Renvoi et homosexualité : interdiction d’exiger la dissimulation de l’orientation sexuelle
L’homosexualité d’une personne étrangère peut, selon les circonstances, constituer une raison personnelle majeure justifiant la prolongation de l’autorisation de séjour après dissolution du partenariat enregistré au sens de l’art. 50 al. 1 let. b LEI. Les autorités ne peuvent pas exiger de la personne concernée qu’elle dissimule totalement son orientation sexuelle dans son pays d’origine pour écarter tout risque de traitements inhumains contraires à l’art. 3 CEDH.
Faits
Une ressortissante tunisienne obtient une autorisation de séjour au titre du regroupement familial à la suite d’un partenariat enregistré avec une ressortissante helvético-tunisienne. Le partenariat est dissout en octobre 2023. Durant son séjour, l’intéressée a perçu plus de CHF 217’000 d’aide sociale.

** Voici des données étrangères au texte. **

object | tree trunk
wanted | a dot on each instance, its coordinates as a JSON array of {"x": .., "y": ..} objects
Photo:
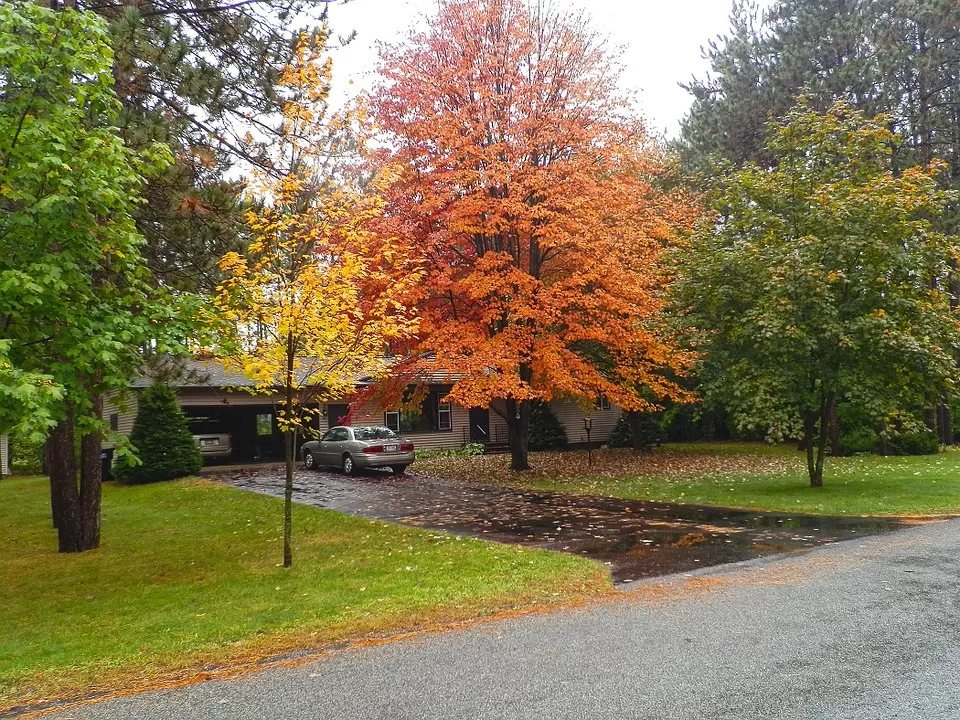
[
  {"x": 633, "y": 420},
  {"x": 288, "y": 455},
  {"x": 288, "y": 500},
  {"x": 834, "y": 426},
  {"x": 826, "y": 409},
  {"x": 518, "y": 432},
  {"x": 91, "y": 481},
  {"x": 809, "y": 428},
  {"x": 63, "y": 485},
  {"x": 48, "y": 471},
  {"x": 944, "y": 423}
]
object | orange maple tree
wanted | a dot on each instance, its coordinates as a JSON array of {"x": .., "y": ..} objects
[{"x": 526, "y": 183}]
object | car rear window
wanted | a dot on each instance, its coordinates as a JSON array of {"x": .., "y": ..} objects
[{"x": 377, "y": 433}]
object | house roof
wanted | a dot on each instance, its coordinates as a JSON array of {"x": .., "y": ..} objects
[{"x": 182, "y": 372}]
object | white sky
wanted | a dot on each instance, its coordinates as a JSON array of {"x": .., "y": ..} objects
[{"x": 661, "y": 40}]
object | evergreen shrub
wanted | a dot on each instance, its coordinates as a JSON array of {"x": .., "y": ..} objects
[
  {"x": 923, "y": 442},
  {"x": 546, "y": 432},
  {"x": 162, "y": 440}
]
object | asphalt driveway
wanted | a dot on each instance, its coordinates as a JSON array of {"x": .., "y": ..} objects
[
  {"x": 635, "y": 539},
  {"x": 855, "y": 630}
]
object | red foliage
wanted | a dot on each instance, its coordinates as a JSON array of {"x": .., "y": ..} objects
[{"x": 526, "y": 187}]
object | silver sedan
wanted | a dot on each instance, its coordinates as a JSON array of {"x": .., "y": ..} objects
[{"x": 357, "y": 448}]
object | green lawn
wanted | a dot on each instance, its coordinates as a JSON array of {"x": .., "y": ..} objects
[
  {"x": 733, "y": 474},
  {"x": 188, "y": 574}
]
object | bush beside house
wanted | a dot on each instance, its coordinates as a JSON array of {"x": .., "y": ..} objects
[
  {"x": 162, "y": 439},
  {"x": 546, "y": 432}
]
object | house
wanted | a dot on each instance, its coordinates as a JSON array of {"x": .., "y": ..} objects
[{"x": 213, "y": 397}]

Le Service de la population du canton de Vaud refuse de prolonger son autorisation de séjour et prononce son renvoi, décision confirmée par le Tribunal cantonal. La recourante saisit le Tribunal fédéral, invoquant notamment les art. 50 al. 1 let. a et b LEI ainsi que l’art. 3 CEDH.
Droit
Les art. 50 et 52 LEI prévoient que, sous certaines conditions, une personne étrangère liée par un partenariat enregistré à une personne de nationalité suisse peut conserver son autorisation de séjour même après la dissolution de ce partenariat.
S’agissant de l’art. 50 al. 1 let. a LEI, le Tribunal fédéral confirme que la recourante ne satisfait pas aux critères d’intégration définis à l’art. 58a LEI. Bien qu’elle ne fasse l’objet d’aucune condamnation pénale et maîtrise suffisamment le français, elle a dépendu de l’aide sociale pendant plus de six ans depuis son arrivée, n’ayant exercé une activité lucrative que pendant quelques mois à partir de 2023, soit après que le renvoi eut été envisagé. Ses problèmes de santé physiques et psychiques, qu’elle ne qualifie pas elle-même de graves et durables, ne suffisent pas à excuser ce défaut d’intégration économique.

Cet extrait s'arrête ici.